The borrowing figures cover the start of Kwasi Kwarteng’s short and turbulent tenure as chancellor.

He was appointed on 6 September before being fired weeks later following the market chaos that followed the tax giveaway mini-budget on 23 September.

While the contentious measures have now been largely overturned by the new Chancellor Jeremy Hunt, the backlash temporarily raised the interest rate demanded by investors to hold UK government debt.

That has fed into fixed rate mortgage costs.

Kwasi Kwarteng waves to the media as he leaves 11 Downing Street after being sacked.

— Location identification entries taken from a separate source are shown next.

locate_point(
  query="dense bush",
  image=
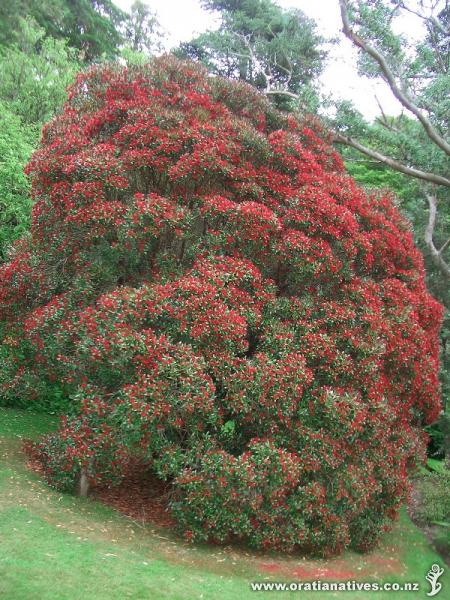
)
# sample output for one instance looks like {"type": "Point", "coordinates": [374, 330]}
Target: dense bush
{"type": "Point", "coordinates": [220, 299]}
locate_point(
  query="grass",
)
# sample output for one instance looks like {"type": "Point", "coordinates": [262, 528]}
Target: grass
{"type": "Point", "coordinates": [56, 547]}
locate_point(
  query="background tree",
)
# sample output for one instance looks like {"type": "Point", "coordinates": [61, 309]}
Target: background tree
{"type": "Point", "coordinates": [415, 144]}
{"type": "Point", "coordinates": [143, 30]}
{"type": "Point", "coordinates": [91, 26]}
{"type": "Point", "coordinates": [260, 43]}
{"type": "Point", "coordinates": [34, 73]}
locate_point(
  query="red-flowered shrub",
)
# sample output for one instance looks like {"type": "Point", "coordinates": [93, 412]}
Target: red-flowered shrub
{"type": "Point", "coordinates": [219, 299]}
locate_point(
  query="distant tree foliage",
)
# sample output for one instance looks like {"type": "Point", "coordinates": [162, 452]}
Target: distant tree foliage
{"type": "Point", "coordinates": [93, 27]}
{"type": "Point", "coordinates": [258, 42]}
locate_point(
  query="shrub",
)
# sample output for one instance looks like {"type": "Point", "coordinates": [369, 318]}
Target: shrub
{"type": "Point", "coordinates": [220, 299]}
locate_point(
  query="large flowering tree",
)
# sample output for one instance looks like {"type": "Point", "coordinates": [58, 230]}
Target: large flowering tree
{"type": "Point", "coordinates": [220, 300]}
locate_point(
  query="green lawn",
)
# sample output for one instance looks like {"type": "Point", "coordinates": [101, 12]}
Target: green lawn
{"type": "Point", "coordinates": [56, 547]}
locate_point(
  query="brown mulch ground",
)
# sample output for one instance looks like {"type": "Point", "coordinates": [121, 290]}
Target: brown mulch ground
{"type": "Point", "coordinates": [140, 496]}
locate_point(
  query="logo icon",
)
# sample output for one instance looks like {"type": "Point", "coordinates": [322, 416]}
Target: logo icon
{"type": "Point", "coordinates": [432, 577]}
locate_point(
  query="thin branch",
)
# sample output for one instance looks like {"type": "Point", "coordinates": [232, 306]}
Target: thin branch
{"type": "Point", "coordinates": [401, 96]}
{"type": "Point", "coordinates": [390, 162]}
{"type": "Point", "coordinates": [444, 246]}
{"type": "Point", "coordinates": [436, 255]}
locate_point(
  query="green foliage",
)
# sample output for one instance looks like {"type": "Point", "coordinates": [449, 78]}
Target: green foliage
{"type": "Point", "coordinates": [56, 538]}
{"type": "Point", "coordinates": [90, 26]}
{"type": "Point", "coordinates": [16, 145]}
{"type": "Point", "coordinates": [143, 31]}
{"type": "Point", "coordinates": [262, 44]}
{"type": "Point", "coordinates": [35, 72]}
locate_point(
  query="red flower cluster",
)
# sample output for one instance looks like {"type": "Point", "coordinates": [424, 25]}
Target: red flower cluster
{"type": "Point", "coordinates": [218, 298]}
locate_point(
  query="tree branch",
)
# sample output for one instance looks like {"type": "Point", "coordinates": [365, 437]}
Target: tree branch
{"type": "Point", "coordinates": [436, 255]}
{"type": "Point", "coordinates": [390, 162]}
{"type": "Point", "coordinates": [401, 96]}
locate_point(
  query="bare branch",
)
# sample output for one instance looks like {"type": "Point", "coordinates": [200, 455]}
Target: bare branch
{"type": "Point", "coordinates": [401, 95]}
{"type": "Point", "coordinates": [444, 246]}
{"type": "Point", "coordinates": [390, 162]}
{"type": "Point", "coordinates": [436, 254]}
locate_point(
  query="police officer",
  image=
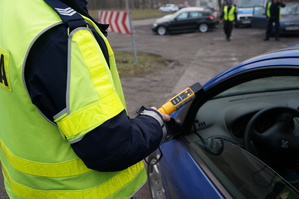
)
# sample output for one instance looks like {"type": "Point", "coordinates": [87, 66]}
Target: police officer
{"type": "Point", "coordinates": [273, 16]}
{"type": "Point", "coordinates": [229, 15]}
{"type": "Point", "coordinates": [64, 128]}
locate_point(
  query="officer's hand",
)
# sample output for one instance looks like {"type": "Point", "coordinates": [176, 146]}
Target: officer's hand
{"type": "Point", "coordinates": [166, 117]}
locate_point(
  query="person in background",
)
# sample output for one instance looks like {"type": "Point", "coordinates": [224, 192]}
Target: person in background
{"type": "Point", "coordinates": [229, 16]}
{"type": "Point", "coordinates": [65, 132]}
{"type": "Point", "coordinates": [273, 16]}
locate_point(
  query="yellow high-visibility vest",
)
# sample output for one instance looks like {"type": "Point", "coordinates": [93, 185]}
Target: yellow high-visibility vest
{"type": "Point", "coordinates": [36, 157]}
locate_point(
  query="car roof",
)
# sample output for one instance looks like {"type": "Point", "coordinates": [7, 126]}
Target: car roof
{"type": "Point", "coordinates": [189, 9]}
{"type": "Point", "coordinates": [288, 56]}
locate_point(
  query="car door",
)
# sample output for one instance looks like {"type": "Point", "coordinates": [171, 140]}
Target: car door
{"type": "Point", "coordinates": [208, 160]}
{"type": "Point", "coordinates": [182, 23]}
{"type": "Point", "coordinates": [259, 19]}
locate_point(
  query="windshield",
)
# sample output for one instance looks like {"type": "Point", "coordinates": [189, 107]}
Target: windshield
{"type": "Point", "coordinates": [249, 3]}
{"type": "Point", "coordinates": [240, 173]}
{"type": "Point", "coordinates": [290, 9]}
{"type": "Point", "coordinates": [266, 84]}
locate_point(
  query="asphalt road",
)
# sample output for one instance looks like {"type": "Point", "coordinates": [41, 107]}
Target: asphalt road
{"type": "Point", "coordinates": [192, 57]}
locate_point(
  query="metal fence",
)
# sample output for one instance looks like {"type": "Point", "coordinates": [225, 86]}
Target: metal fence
{"type": "Point", "coordinates": [134, 4]}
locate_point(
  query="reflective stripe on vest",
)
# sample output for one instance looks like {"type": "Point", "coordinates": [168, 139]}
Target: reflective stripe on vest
{"type": "Point", "coordinates": [37, 162]}
{"type": "Point", "coordinates": [87, 110]}
{"type": "Point", "coordinates": [229, 16]}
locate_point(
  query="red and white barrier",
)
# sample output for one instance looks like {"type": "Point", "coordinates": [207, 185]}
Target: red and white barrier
{"type": "Point", "coordinates": [119, 21]}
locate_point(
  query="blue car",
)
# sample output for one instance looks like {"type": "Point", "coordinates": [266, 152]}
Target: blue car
{"type": "Point", "coordinates": [239, 138]}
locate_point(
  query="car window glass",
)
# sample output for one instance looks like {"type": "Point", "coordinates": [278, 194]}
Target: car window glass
{"type": "Point", "coordinates": [182, 16]}
{"type": "Point", "coordinates": [258, 10]}
{"type": "Point", "coordinates": [290, 9]}
{"type": "Point", "coordinates": [266, 84]}
{"type": "Point", "coordinates": [248, 3]}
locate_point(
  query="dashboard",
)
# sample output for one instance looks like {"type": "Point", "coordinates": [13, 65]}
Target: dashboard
{"type": "Point", "coordinates": [227, 117]}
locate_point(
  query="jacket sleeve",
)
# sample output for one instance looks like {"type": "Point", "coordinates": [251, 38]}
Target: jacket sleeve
{"type": "Point", "coordinates": [114, 145]}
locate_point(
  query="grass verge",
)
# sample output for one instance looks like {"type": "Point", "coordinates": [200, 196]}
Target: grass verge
{"type": "Point", "coordinates": [147, 63]}
{"type": "Point", "coordinates": [136, 14]}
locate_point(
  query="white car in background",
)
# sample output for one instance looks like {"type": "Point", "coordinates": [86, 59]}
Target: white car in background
{"type": "Point", "coordinates": [169, 8]}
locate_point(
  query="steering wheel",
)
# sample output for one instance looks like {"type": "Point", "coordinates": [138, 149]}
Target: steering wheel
{"type": "Point", "coordinates": [274, 142]}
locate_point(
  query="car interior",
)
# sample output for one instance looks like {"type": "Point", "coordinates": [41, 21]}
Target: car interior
{"type": "Point", "coordinates": [249, 122]}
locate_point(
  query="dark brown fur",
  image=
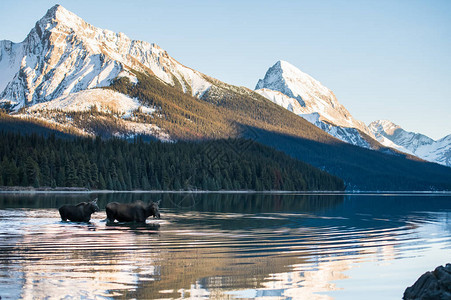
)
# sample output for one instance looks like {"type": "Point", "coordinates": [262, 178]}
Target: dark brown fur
{"type": "Point", "coordinates": [137, 211]}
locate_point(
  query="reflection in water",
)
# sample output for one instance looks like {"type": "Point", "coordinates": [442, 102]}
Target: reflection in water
{"type": "Point", "coordinates": [223, 246]}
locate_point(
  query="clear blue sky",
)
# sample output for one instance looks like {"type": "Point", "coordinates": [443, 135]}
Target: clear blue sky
{"type": "Point", "coordinates": [382, 59]}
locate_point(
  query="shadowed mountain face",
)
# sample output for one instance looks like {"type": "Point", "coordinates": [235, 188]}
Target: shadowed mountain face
{"type": "Point", "coordinates": [70, 76]}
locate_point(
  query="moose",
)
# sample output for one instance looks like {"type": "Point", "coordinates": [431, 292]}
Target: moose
{"type": "Point", "coordinates": [137, 211]}
{"type": "Point", "coordinates": [79, 213]}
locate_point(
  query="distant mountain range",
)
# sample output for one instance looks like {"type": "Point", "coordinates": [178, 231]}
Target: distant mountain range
{"type": "Point", "coordinates": [289, 87]}
{"type": "Point", "coordinates": [72, 77]}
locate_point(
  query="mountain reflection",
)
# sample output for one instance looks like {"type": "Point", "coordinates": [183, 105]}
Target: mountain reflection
{"type": "Point", "coordinates": [214, 245]}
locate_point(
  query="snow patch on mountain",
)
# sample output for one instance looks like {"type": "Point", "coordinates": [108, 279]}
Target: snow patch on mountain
{"type": "Point", "coordinates": [297, 91]}
{"type": "Point", "coordinates": [107, 101]}
{"type": "Point", "coordinates": [413, 143]}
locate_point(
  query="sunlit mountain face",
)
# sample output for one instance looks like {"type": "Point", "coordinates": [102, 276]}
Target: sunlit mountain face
{"type": "Point", "coordinates": [226, 245]}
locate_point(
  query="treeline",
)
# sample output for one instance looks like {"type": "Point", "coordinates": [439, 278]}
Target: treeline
{"type": "Point", "coordinates": [227, 164]}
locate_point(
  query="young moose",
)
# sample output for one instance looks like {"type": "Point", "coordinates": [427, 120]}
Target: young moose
{"type": "Point", "coordinates": [80, 212]}
{"type": "Point", "coordinates": [137, 211]}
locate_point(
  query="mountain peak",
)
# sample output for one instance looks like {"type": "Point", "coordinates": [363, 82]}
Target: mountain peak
{"type": "Point", "coordinates": [380, 126]}
{"type": "Point", "coordinates": [59, 13]}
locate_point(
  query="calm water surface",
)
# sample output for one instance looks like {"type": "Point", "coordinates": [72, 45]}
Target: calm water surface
{"type": "Point", "coordinates": [224, 246]}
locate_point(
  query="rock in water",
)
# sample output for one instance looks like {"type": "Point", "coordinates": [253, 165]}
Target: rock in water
{"type": "Point", "coordinates": [431, 285]}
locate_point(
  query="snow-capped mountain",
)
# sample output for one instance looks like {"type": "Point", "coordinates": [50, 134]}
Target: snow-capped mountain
{"type": "Point", "coordinates": [63, 54]}
{"type": "Point", "coordinates": [286, 85]}
{"type": "Point", "coordinates": [413, 143]}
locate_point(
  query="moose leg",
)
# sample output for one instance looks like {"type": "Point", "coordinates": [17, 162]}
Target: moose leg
{"type": "Point", "coordinates": [63, 214]}
{"type": "Point", "coordinates": [109, 215]}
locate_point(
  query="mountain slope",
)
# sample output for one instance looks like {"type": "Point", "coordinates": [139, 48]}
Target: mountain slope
{"type": "Point", "coordinates": [94, 82]}
{"type": "Point", "coordinates": [63, 54]}
{"type": "Point", "coordinates": [414, 143]}
{"type": "Point", "coordinates": [303, 95]}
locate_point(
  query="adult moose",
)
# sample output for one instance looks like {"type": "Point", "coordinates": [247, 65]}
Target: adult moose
{"type": "Point", "coordinates": [136, 211]}
{"type": "Point", "coordinates": [78, 213]}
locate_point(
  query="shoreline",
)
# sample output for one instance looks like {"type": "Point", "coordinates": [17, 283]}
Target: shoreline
{"type": "Point", "coordinates": [75, 190]}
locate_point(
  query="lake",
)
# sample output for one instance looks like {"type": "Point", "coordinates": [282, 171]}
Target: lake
{"type": "Point", "coordinates": [224, 246]}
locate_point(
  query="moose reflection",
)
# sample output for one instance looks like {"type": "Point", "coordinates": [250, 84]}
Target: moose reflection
{"type": "Point", "coordinates": [78, 213]}
{"type": "Point", "coordinates": [137, 211]}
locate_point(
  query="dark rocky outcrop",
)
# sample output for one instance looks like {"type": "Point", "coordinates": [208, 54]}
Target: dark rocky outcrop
{"type": "Point", "coordinates": [434, 285]}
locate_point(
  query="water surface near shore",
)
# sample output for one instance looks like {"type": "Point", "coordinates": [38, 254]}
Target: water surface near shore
{"type": "Point", "coordinates": [208, 245]}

Pic: AP
Much of the borrowing – the second-highest September total on record – came while Kwasi Kwarteng was chancellor

It also led to the pound falling to a record low against the US dollar – with continued sterling weakness adding to the country’s import costs and therefore inflation.

The chancellor’s medium-term fiscal plan, due on Halloween, will aim to restore market confidence in the UK’s public finances.

But it will now fall under the oversight of a new PM following the resignation of the ill-fated mini-budget’s architect, Liz Truss.

The Tories expect their new leader to be in place in a week’s time – days before Mr Hunt is due to outline how he plans to balance the books while also maintaining a measure of support for struggling households and businesses.

A survey by the City watchdog found that almost 32 million people, or 60% of adults, were already finding it a heavy burden or somewhat of a burden to pay their bills because of the growing cost of living crisis.

The Financial Conduct Authority’s financial lives survey, which was taken between February and June, said the total was up six million from 2020, when the economy went into lockdown to fight the COVID-19 pandemic.

Another closely watched survey, compiled by GfK, found that confidence among British consumers remained close to the lowest level on record last month.

The chancellor said in the wake of the ONS data: “Strong public finances are the foundation of a strong economy.

“To stabilise markets, I’ve been clear that protecting our public finances means difficult decisions lie ahead.

“We will do whatever is necessary to get drive down debt in the medium term and to ensure that taxpayers’ money is well spent, putting the public finances on a sustainable path as we grow the economy.”